Personal Finance for Economic Justice

Where would Jesus bank?This afternoon a spirited crowd of 150 people showed up at the Bank of America’s (BoA) main branch in Boston to kick off a campaign called “Move Our Money" as part of a national effort to reinstate federal usury laws with a 10% cap on credit card interest rates. The event was organized by the Greater Boston Interfaith Organization, a coalition of over 50 faith-based and secular organizations (such as churches, synagogues, mosques, unions, and community development corporations), with whom UFE has provided support through our popular economics educational program.

With drums, horns, chants, whoops and hollers, the crowd responded to the call to “Move Our Money” by closing credit card, checking and savings accounts with BoA which refuses to go along with the Commonwealth of Massachusetts’ usury law capping interest rates at 18%. During the one-hour demonstration, 121 individuals and organizations divested from BoA.

Bank of America, GBIO literature points out, received a $5 billion taxpayer bailout in 2008 despite earning annual profits of $4.1 billion. In 2009, BoA awarded their investment banking employees bonuses totaling $4.4 billion, an average of $400,000 per employee. Yet they refuse to cap their credit card interest rates at 18%.

While GBIO’s Debt to Assets (D2A) financial literacy program teaches folks how mortgages and other loans work, how to avoid predatory lenders, and how to maintain a high credit rating, they have also invited UFE to provide D2A participants with an accessible big picture analysis of the economy. Together we explore how changes in financial regulations, tax laws, and spending decisions have enabled a relatively small group of wealthy investors and financial sector management to accumulate vast wealth, pushing economic inequality to heights not seen since just before the Great Depression.

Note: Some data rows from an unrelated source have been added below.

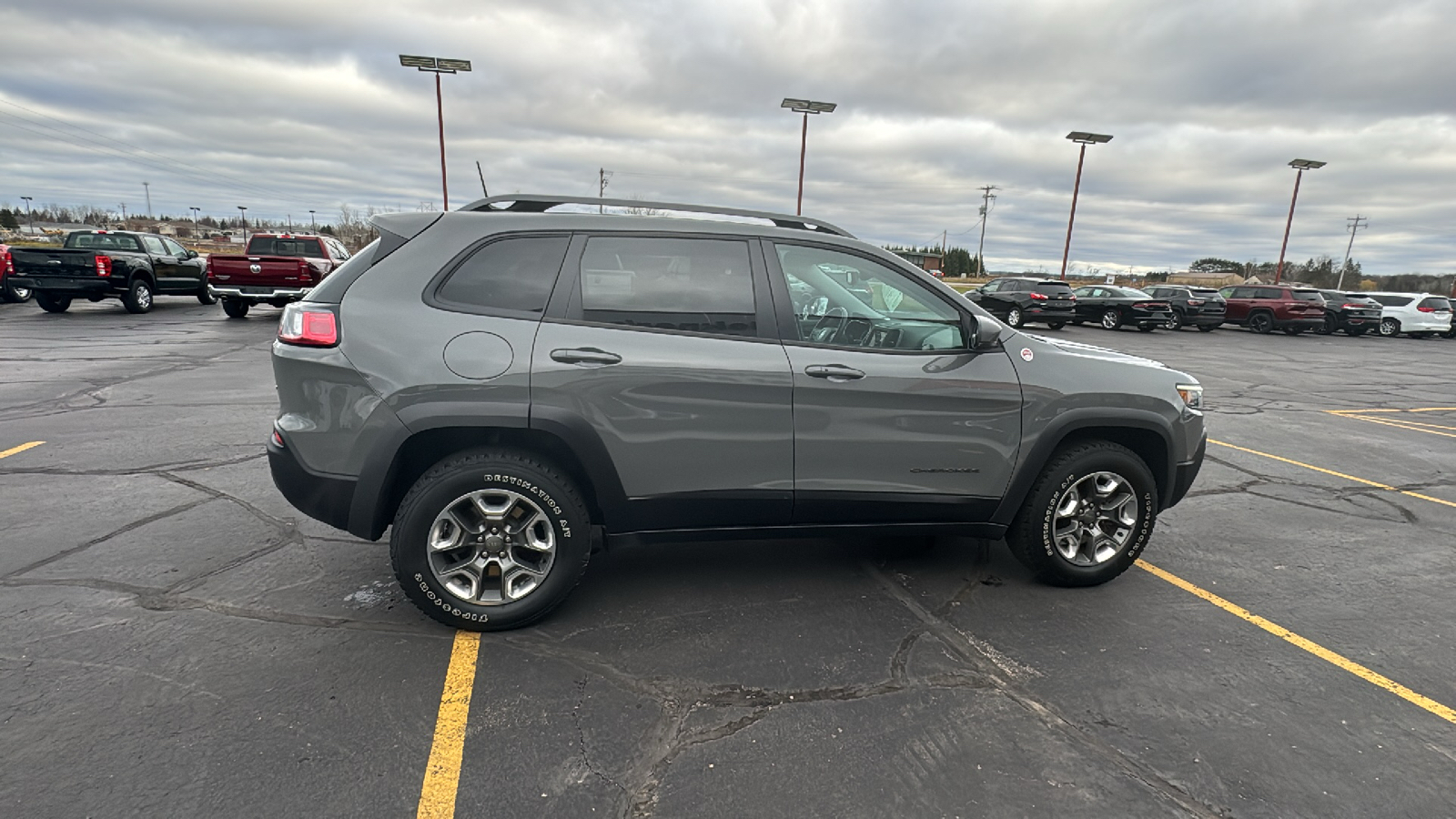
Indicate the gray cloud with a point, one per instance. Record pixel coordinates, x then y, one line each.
288 106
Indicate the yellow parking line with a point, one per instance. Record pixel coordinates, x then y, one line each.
443 773
1376 484
1443 712
22 448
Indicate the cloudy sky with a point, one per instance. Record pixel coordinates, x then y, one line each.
288 106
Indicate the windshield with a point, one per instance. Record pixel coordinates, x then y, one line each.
102 242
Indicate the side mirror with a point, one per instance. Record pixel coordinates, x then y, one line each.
982 334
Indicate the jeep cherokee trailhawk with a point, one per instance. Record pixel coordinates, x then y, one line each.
504 385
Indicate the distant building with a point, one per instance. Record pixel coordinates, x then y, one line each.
928 261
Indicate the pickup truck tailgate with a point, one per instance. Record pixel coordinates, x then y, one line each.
261 271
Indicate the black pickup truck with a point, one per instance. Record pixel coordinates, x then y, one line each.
102 264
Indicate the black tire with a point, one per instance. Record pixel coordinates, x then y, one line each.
138 298
1031 535
14 295
53 303
451 481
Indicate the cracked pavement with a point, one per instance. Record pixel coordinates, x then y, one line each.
178 640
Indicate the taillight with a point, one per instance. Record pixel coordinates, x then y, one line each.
309 325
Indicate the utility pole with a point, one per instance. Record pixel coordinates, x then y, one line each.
1354 225
603 175
986 210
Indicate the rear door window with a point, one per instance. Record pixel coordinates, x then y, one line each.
683 285
513 276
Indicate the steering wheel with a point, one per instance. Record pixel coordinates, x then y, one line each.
829 325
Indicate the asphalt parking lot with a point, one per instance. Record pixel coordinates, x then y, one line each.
178 640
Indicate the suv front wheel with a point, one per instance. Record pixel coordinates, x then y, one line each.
1088 516
490 540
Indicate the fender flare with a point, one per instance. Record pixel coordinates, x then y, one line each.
1067 424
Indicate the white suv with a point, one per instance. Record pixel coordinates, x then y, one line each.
1419 315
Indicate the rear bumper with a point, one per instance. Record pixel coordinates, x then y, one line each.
320 497
252 293
73 286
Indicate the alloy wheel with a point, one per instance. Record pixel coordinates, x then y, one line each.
1096 519
491 547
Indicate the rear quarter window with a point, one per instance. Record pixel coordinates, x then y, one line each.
513 274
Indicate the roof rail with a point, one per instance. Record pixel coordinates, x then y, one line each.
538 203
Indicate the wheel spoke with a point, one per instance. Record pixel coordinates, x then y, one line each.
491 547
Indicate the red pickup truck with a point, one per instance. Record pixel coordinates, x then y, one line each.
276 268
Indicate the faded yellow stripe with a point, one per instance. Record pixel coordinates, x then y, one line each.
443 773
22 448
1449 714
1376 484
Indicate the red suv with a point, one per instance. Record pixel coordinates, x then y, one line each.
1263 308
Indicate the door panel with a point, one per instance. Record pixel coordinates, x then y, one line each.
917 438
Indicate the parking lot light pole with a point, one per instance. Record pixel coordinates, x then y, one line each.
1300 165
1084 138
437 66
805 106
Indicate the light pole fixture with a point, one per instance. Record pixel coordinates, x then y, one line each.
1084 138
805 106
437 66
1300 165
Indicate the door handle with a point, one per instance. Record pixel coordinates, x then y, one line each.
834 372
586 356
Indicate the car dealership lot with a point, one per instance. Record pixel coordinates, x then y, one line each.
179 640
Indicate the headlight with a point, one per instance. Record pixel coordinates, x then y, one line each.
1191 394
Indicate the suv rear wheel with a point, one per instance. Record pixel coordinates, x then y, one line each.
490 540
1088 516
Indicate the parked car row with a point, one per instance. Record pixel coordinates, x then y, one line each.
276 268
1259 308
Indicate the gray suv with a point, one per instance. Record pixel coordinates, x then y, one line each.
507 385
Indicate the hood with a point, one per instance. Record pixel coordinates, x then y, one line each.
1092 351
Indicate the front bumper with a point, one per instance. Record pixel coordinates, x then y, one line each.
1184 475
320 497
258 293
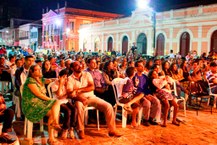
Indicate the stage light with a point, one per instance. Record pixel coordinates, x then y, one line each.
143 4
58 22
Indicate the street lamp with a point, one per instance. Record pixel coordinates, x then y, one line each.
67 35
58 23
143 4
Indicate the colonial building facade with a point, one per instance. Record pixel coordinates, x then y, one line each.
60 27
180 30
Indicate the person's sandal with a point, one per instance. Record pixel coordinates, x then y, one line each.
176 123
128 108
53 142
57 127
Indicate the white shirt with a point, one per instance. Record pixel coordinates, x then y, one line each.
24 75
54 88
73 83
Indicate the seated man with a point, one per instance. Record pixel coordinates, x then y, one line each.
66 107
6 116
99 84
151 105
129 97
212 79
80 86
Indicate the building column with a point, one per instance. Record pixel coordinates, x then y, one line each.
199 43
117 42
103 45
170 40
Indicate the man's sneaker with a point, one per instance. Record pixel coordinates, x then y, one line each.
81 134
7 139
71 133
114 134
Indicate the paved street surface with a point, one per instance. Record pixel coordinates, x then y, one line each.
201 129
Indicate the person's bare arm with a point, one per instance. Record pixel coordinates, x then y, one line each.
34 89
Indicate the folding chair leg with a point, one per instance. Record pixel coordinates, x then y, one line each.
124 118
29 129
25 126
97 115
86 117
140 116
41 125
184 103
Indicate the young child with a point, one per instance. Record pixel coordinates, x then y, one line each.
129 98
159 87
6 116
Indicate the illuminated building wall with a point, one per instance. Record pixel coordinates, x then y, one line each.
181 30
60 27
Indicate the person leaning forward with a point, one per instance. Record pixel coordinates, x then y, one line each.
80 87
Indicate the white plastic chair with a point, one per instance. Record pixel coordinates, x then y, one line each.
215 97
117 85
86 115
181 99
28 125
4 85
86 109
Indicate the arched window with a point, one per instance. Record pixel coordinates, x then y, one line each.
124 45
213 46
184 44
97 44
85 45
110 44
142 44
160 44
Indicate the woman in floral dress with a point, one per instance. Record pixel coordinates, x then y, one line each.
35 103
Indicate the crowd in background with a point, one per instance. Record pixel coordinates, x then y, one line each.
148 86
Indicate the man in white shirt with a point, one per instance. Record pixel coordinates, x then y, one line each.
22 73
80 87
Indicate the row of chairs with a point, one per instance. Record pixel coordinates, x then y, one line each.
117 85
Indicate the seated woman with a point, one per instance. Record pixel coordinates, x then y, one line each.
109 73
35 103
59 93
129 98
6 116
157 86
47 71
178 77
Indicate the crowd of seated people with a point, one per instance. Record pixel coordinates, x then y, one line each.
87 81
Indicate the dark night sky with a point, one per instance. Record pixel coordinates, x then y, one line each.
32 9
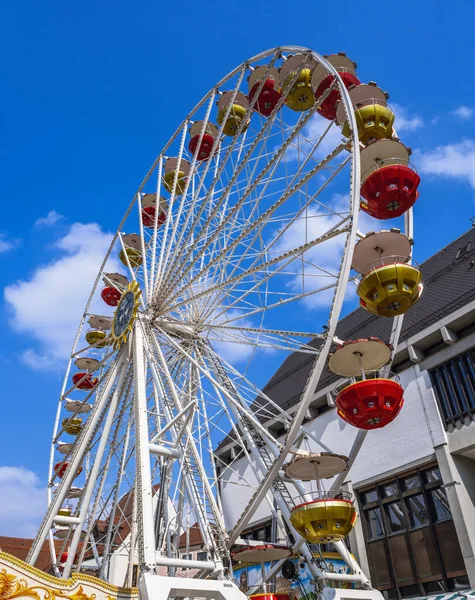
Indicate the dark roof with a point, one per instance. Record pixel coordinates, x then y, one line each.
449 282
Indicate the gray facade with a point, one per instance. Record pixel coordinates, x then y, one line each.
435 430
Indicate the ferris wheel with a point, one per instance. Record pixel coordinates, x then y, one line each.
239 248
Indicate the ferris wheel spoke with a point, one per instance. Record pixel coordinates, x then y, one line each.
288 257
180 245
224 162
230 397
271 164
239 238
168 242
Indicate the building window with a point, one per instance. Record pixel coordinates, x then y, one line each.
260 534
454 385
412 545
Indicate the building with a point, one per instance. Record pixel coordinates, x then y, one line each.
414 480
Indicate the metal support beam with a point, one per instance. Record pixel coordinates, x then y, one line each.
91 480
81 445
143 481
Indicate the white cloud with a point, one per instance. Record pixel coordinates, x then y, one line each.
463 112
51 219
49 305
23 502
6 245
456 161
404 121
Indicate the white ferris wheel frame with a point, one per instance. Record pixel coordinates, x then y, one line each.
141 344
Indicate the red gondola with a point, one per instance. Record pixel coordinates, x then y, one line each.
390 191
371 403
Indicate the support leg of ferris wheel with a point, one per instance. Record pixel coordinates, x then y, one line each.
92 479
76 460
209 541
143 479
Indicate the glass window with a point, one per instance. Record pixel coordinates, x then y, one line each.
375 523
400 555
454 385
459 583
439 505
389 489
426 554
395 517
416 508
413 549
411 483
370 496
434 587
381 571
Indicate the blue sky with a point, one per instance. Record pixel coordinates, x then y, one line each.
91 92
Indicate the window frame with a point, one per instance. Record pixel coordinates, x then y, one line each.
424 488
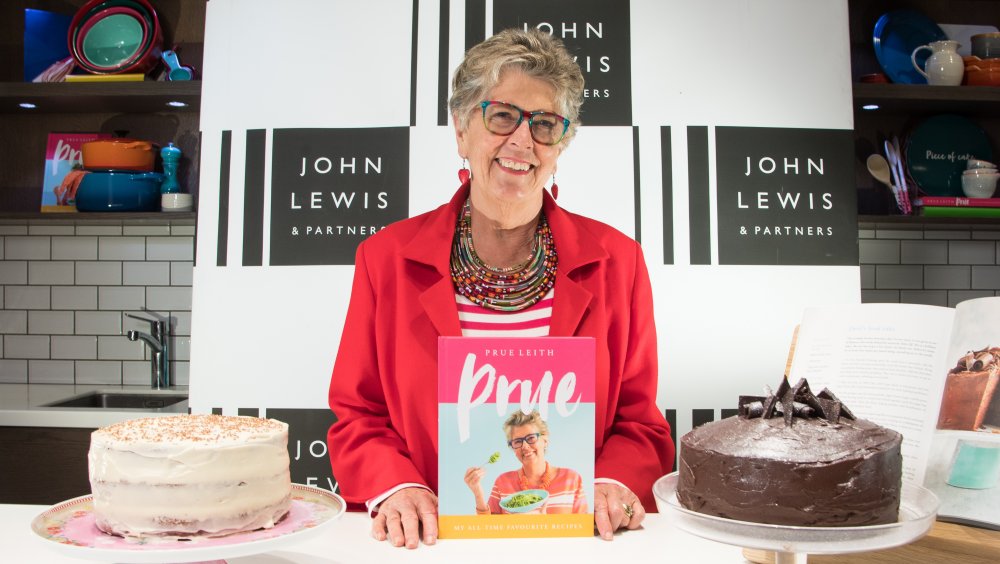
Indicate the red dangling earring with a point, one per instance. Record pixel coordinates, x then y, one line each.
464 174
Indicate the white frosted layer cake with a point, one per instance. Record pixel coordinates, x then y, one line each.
189 475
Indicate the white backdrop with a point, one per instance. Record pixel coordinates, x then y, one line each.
266 336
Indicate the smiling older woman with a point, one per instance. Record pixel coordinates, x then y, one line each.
528 437
486 263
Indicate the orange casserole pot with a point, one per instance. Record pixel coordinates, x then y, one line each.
118 154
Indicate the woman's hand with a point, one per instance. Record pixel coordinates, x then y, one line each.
472 478
610 512
401 516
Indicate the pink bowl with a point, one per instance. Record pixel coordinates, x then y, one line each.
148 55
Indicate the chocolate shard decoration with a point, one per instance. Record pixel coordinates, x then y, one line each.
751 406
788 405
794 401
831 409
844 411
802 410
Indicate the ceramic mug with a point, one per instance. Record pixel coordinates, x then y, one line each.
944 67
986 45
975 465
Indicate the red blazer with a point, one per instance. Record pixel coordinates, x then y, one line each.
384 385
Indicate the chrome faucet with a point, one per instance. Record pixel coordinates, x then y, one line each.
158 341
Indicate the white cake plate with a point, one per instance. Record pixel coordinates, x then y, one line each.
68 527
917 511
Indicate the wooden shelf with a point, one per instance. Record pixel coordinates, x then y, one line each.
100 218
917 222
921 98
112 97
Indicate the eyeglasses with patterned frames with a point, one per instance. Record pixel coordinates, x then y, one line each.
519 442
501 118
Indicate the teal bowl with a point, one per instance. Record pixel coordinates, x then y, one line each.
119 191
112 40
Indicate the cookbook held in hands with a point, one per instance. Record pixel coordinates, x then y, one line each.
516 436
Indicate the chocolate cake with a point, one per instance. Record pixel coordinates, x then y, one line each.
793 458
969 390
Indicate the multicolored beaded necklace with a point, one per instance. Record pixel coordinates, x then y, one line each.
502 289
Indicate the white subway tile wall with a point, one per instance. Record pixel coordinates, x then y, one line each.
64 290
929 266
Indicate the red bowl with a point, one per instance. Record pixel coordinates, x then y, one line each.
143 61
975 76
93 20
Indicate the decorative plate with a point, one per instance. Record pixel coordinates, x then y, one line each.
938 149
69 528
897 34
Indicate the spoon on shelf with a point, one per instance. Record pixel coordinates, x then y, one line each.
879 168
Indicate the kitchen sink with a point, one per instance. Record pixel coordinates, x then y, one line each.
120 400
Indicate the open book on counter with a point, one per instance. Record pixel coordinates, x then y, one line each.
928 372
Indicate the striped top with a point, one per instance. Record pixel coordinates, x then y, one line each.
477 321
565 492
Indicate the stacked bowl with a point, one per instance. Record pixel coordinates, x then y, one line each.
979 179
119 176
982 68
115 36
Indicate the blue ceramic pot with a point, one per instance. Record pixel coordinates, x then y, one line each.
104 191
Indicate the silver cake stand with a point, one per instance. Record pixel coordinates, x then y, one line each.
917 511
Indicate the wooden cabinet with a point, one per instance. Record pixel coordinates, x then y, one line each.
43 465
902 106
138 109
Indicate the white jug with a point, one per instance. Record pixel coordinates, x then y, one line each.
944 67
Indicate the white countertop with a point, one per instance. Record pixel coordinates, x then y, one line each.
21 406
347 541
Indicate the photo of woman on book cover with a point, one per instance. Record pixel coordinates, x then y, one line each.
536 487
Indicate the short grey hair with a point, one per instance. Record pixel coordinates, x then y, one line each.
520 418
533 52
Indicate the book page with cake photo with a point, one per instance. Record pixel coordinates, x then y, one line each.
516 437
928 372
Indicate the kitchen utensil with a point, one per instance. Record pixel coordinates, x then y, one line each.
944 67
897 33
986 45
937 151
879 168
109 191
176 71
904 187
980 185
890 156
118 154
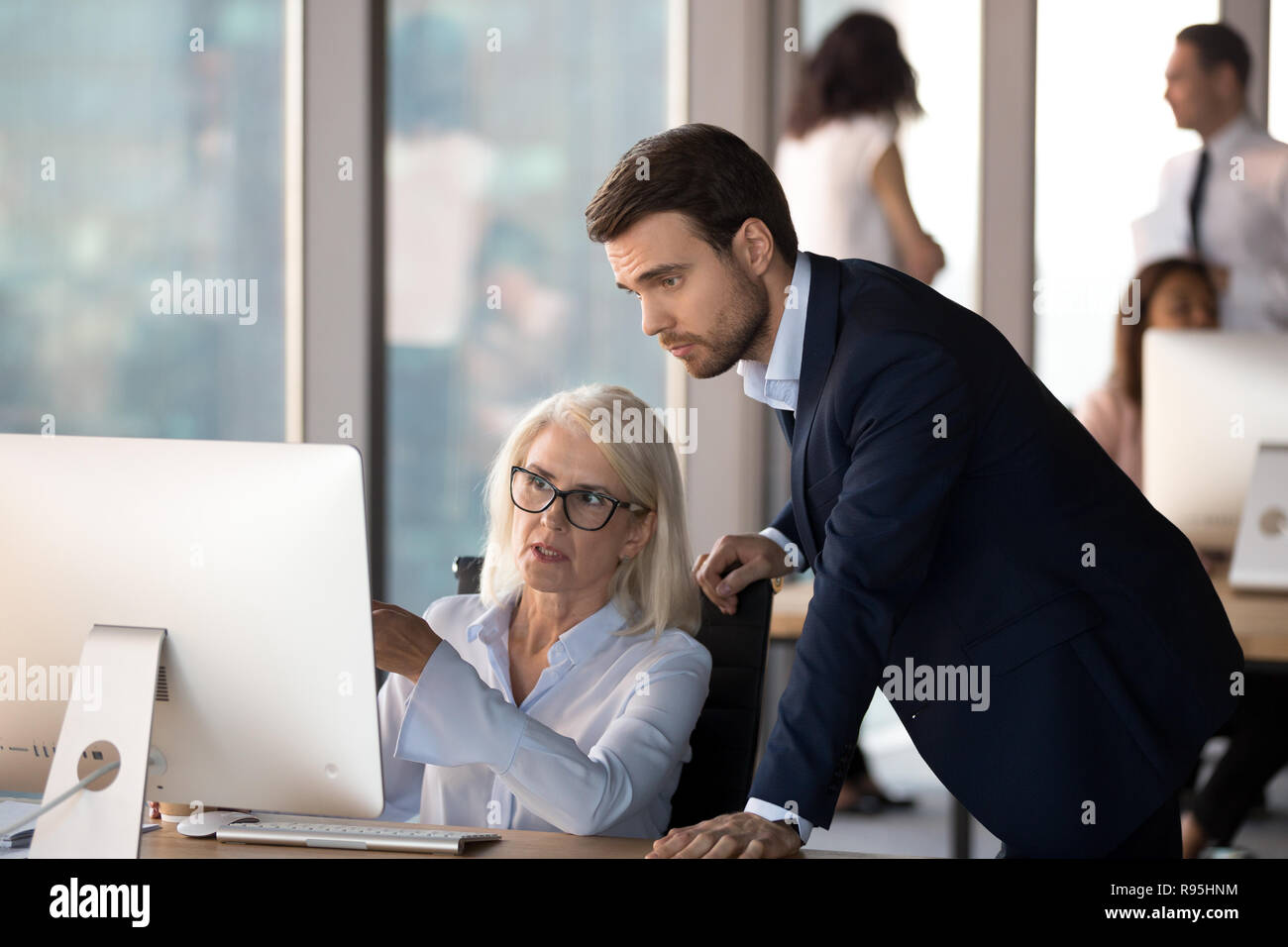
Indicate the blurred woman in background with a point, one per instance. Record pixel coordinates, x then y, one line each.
1170 294
838 162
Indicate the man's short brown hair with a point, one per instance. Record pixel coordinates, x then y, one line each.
703 171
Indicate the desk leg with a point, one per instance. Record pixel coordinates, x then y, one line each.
958 828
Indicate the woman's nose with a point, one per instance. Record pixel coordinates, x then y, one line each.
553 515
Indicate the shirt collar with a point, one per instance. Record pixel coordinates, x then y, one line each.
1227 141
785 360
579 643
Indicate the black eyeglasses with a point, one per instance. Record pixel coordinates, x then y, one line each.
583 508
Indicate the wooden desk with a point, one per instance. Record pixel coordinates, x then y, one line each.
1260 621
166 843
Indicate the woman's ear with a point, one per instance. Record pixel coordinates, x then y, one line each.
638 538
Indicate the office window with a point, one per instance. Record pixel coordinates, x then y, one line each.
502 119
141 154
1103 134
1276 119
939 150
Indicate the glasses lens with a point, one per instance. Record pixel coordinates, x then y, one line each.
589 510
529 492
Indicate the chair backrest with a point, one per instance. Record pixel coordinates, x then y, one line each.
717 777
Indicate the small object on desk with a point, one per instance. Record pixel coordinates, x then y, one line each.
360 836
210 822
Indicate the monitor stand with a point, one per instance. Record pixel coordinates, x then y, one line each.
104 823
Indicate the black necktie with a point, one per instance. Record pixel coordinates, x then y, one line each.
1197 201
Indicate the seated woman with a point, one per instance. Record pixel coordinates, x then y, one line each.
1172 294
562 697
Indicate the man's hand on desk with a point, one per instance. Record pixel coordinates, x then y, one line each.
737 835
403 641
759 557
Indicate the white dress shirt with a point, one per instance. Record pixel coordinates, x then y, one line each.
777 384
595 749
1243 221
827 179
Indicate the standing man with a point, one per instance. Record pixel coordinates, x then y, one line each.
961 525
1227 201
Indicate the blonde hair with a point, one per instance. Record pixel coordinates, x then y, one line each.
653 589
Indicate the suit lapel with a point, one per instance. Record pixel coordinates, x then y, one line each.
820 328
787 421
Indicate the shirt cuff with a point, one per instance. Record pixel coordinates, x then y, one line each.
452 718
777 813
777 536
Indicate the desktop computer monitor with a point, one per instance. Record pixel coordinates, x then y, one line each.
252 557
1210 398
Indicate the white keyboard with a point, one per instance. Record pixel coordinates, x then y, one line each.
351 835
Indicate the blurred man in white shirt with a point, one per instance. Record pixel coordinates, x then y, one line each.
1228 201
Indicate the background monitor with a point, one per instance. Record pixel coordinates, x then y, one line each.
1210 398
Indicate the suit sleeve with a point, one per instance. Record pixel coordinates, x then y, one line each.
911 433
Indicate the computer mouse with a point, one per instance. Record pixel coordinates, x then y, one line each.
211 822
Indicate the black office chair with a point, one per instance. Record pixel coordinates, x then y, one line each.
717 779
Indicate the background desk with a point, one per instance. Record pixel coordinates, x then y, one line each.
1260 621
166 843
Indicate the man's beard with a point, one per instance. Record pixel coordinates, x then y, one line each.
743 325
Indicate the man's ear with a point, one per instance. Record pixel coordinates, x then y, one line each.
758 245
1228 81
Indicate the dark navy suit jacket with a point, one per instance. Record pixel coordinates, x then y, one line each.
956 513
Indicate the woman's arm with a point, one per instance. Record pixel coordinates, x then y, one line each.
454 718
403 780
919 256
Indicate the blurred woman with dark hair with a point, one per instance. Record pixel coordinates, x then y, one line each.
1181 294
1170 294
838 162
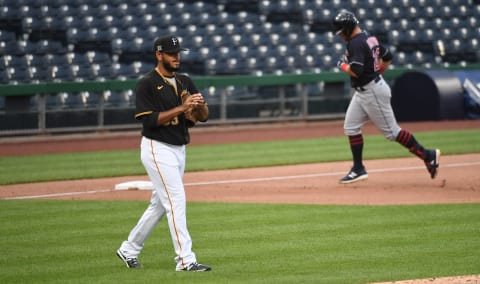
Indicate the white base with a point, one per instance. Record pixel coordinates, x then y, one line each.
134 185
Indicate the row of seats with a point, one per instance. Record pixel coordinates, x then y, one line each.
46 40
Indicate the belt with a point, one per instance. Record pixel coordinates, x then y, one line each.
362 89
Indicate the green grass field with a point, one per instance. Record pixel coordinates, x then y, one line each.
52 241
75 242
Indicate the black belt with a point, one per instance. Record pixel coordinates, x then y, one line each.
362 89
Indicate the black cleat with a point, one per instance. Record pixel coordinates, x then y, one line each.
354 175
194 266
130 262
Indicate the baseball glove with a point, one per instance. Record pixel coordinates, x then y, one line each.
195 114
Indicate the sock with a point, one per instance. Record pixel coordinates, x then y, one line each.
356 145
407 140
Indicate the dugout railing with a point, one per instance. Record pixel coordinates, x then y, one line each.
29 109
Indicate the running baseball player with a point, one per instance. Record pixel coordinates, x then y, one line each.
162 101
364 61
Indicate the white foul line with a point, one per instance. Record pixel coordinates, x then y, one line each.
455 165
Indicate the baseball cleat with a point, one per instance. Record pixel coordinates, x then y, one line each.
433 162
194 266
354 176
130 262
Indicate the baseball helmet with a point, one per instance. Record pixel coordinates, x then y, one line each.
344 22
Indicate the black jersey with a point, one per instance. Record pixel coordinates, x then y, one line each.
154 94
364 53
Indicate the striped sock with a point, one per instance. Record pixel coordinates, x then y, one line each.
407 140
356 145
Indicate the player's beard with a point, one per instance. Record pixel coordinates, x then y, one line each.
169 67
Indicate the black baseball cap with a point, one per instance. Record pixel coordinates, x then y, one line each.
168 44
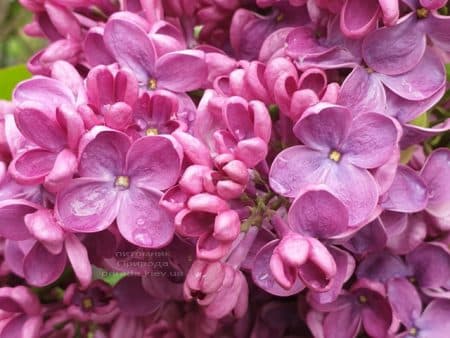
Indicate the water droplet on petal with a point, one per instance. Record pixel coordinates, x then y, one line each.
142 237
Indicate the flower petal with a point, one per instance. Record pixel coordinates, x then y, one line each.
154 162
324 130
356 188
87 205
362 93
78 257
408 192
394 50
294 167
434 173
358 18
102 154
47 92
142 221
421 82
181 71
38 127
371 141
405 301
131 47
262 276
32 166
12 213
42 268
309 217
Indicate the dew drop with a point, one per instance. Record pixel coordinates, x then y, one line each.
140 221
142 237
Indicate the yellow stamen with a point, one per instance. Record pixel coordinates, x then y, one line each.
151 132
362 299
87 303
335 155
122 181
152 83
422 13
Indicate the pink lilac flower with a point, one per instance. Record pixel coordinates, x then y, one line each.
117 181
337 149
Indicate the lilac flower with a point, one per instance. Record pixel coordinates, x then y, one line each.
218 288
132 48
408 308
117 181
38 247
20 313
337 152
46 116
364 306
357 20
92 304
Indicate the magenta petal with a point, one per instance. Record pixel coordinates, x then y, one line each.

The relaxing of the rules that permit banks and credit card companies to raise interest rates to what just a few decades ago would have thrown them in jail for usury, is directly addressed by GBIO’s long term campaign: 10 percent is enough! Since Massachusetts has a law that caps interest rates at 18% for banks chartered in the state, the current phase of the campaign is demanding that BoA (based in North Carolina) agree to abide by the Massachusetts cap.